How I Found My Spiritual Master – Tsenshap Serkong Rinpoche II

My name is Tsenshap Serkong Rinpoche. I want to talk about how I found my teacher. Interesting, yes? 

Finding a master is quite difficult, but for me, I was lucky. I studied for three years in India at IBD, the Institute of Buddhist Dialectics. I studied Madhyamaka, the Middle Way teaching of Buddha. It takes three years to complete. The first year was taught by the very skillful master, Gen Loyang-la. I listened to his teachings. He used to be with us. 

The school has a system where, once every week, a different teacher would come to the class. We can debate or ask questions of this spiritual master, and they would reply and give an answer. One time an elderly monk, a very humble person, Gen Gyatso-la, entered our classroom. We stood and bowed our heads to show respect. But Gen-la didn’t look at how we bowed to him. He went straight to his throne and sat there. We did our prostrations and then gave some questions to him. He listened to one question and said, “Um, interesting.” And then he said, “Give me more.” I was so curious and felt very strange. I had never met a person who hadn’t given an answer to the first question before asking for a second question. 

He took six or seven questions, and then he looked at all of the students. There were, I think, 25 students. And then he said, “Is that all the questions you have?” We said, “Yes.” And then he said, “OK, now let me start,” and he started his answering for almost an hour and a half. Then Gen-la said, “Well, I haven’t finished giving the answer for the first question yet, but now let me cover them all.” He spoke for almost three hours.
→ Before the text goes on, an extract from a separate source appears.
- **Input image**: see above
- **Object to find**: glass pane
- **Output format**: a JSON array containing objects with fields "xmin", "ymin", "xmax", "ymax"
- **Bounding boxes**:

We were all so tired. I looked at our classmates, and it looked like they were very tired. And the funniest thing was that that day there was a celebration, a geshe celebration, where the new geshe makes a monetary offering to all the students. Also, at such a time, we have special food. We had to participate on time, otherwise there wouldn’t be any good things left on the serving plates. So, we had to rush. Lunch time was around 12:00, but it was almost 11:30 when Gen-la said, “I haven’t finished answering the first question yet.” So, he had more to go more. His answers continued until almost 1:00. We were so tired. We went down, and there was no food left. Big surprise. It was a surprise for me because, when I listened to him, I couldn’t feel any good or strong flavor in his answers. Everything seemed related, but it was not actually coming back to our question. Hmmm, is this a suitable teacher or not?
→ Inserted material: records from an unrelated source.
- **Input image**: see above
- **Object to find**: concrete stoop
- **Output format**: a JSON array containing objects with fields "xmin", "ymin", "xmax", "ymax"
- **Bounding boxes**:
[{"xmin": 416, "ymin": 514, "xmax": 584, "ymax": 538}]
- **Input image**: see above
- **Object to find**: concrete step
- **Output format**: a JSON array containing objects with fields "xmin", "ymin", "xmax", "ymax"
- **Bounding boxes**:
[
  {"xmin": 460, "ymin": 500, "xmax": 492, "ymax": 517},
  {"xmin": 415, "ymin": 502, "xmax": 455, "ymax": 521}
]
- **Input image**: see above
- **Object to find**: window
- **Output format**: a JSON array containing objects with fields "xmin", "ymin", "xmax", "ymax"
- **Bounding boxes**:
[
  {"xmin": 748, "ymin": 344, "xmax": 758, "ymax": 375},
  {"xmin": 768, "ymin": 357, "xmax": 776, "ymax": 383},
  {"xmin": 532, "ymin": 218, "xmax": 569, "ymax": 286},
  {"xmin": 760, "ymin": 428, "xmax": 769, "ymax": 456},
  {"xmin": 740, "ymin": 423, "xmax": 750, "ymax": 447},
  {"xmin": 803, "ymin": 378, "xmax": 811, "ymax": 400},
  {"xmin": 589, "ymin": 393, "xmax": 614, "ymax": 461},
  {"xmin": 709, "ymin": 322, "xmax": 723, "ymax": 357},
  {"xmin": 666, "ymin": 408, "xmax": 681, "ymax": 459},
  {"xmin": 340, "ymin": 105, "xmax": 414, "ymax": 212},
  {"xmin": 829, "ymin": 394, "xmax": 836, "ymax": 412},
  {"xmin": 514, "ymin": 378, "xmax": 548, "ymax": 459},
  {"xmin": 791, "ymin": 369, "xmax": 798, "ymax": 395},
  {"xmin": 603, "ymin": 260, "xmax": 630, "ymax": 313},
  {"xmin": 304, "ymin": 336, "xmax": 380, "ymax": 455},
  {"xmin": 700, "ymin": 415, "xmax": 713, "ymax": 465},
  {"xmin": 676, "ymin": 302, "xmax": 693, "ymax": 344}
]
The second year, Gen-la was our main teacher, so there was more time to spend with him. After a long time, I noticed something special in him. When he answers, he listens to his own heart, and he feels like this is the best thing that I can offer the students. He wouldn’t just look at the textbook, then just say what is written there and then close the book and leave the classroom. That’s not his style. He teaches from his own heart, and sometimes he gets carried away. He goes deep into meditation, as when we talk about meditation, we talk about single-pointed meditation and analytical meditation. I think that is the second point that he’s showing us.
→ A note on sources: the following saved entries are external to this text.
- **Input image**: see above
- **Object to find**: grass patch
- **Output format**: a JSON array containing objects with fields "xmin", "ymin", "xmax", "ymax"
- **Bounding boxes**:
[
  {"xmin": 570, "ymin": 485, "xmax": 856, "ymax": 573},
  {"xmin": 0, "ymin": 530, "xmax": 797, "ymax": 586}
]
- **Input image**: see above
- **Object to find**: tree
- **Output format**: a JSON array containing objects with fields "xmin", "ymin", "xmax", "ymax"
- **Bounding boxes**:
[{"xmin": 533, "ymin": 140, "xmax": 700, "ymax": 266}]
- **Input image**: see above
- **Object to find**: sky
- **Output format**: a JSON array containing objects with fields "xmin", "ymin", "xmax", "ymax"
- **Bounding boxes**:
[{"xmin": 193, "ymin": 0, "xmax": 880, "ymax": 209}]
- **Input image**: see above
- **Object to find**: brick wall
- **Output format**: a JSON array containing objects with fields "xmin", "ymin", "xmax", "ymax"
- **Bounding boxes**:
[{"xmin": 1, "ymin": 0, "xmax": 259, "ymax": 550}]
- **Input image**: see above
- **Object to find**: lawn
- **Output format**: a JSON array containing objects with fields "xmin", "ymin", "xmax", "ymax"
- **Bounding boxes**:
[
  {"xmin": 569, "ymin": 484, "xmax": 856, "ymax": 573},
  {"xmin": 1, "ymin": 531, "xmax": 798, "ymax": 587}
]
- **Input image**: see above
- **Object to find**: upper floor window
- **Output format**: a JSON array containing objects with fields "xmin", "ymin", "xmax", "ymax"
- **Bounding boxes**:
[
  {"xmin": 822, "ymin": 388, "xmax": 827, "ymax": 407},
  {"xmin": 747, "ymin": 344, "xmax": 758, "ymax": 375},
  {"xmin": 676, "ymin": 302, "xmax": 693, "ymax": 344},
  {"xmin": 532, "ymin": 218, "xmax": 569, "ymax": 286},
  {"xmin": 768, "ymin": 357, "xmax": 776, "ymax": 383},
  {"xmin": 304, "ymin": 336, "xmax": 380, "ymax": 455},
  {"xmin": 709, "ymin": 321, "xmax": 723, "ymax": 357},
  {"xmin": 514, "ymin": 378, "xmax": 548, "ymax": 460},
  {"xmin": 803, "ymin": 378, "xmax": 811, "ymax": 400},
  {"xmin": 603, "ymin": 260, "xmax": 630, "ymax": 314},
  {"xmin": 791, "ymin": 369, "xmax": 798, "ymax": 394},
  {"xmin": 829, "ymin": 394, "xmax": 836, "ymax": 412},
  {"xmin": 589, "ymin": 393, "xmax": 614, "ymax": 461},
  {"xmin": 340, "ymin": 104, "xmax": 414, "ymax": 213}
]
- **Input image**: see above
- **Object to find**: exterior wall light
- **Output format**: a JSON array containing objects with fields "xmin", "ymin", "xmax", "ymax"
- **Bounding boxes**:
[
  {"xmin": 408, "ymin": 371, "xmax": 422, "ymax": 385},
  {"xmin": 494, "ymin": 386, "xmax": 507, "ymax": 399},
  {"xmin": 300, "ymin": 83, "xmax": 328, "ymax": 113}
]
At the end of the second year, after having spent time with him, Gen Gyatso-la’s advice was, “Whenever you have the time, please, at least a few minutes every day, read the textbook. Spend a little time with that.” He held his copy of the book in his hands, and he just looked at the book saying, “I don’t have such great wisdom like you people have and a strong body, a very healthy body like you do. If I can exchange such a body with you, OK, but I really don’t want to exchange my enthusiasm and joyous effort. This I have enough of.” With confidence, he looked at his textbook and said to us, “I don’t want to exchange my joyous effort with you. If I can exchange anything, I want to exchange your healthy body and the time that you have so that I can be very healthy and can just study this textbook more and become much better at understanding and explaining it.”

Then, in the end, he looked very sad. He said, “I have studied and learned this book. I have read it many times and tried to understand as much as I can. Now I have one request. When I leave this world, I really don’t want to be apart from this book. So even when I go into deep meditation when I pass away, I want some of my friends to keep this book in my hands and tie it to me with a rope. Then you can burn my body like that.”

That was a very, very strong teaching for me. I’ve met so many teachers, so many masters, but I felt at that point that Gen Gyatso-la was maybe the one who should be my guru, my teacher. I’ve talked to so many of my classmates and asked, “What was something special that you got from him?” They answered, “Oh, he is very humble. He is a great teacher. He is very polite, and his way of answering is very skillful.” But most of them never talked about what I had seen and what he had said. It brought a tear to my eyes. I felt like, “Wow, this is the kind of enthusiasm and joyous effort that I want to have.”

He is a great teacher. There’s no mistaking what I have chosen. I decided, without a doubt, that I will take him as my guru and teacher. So, this is how I met Gen Gyatso-la and how he became my teacher, my spiritual master.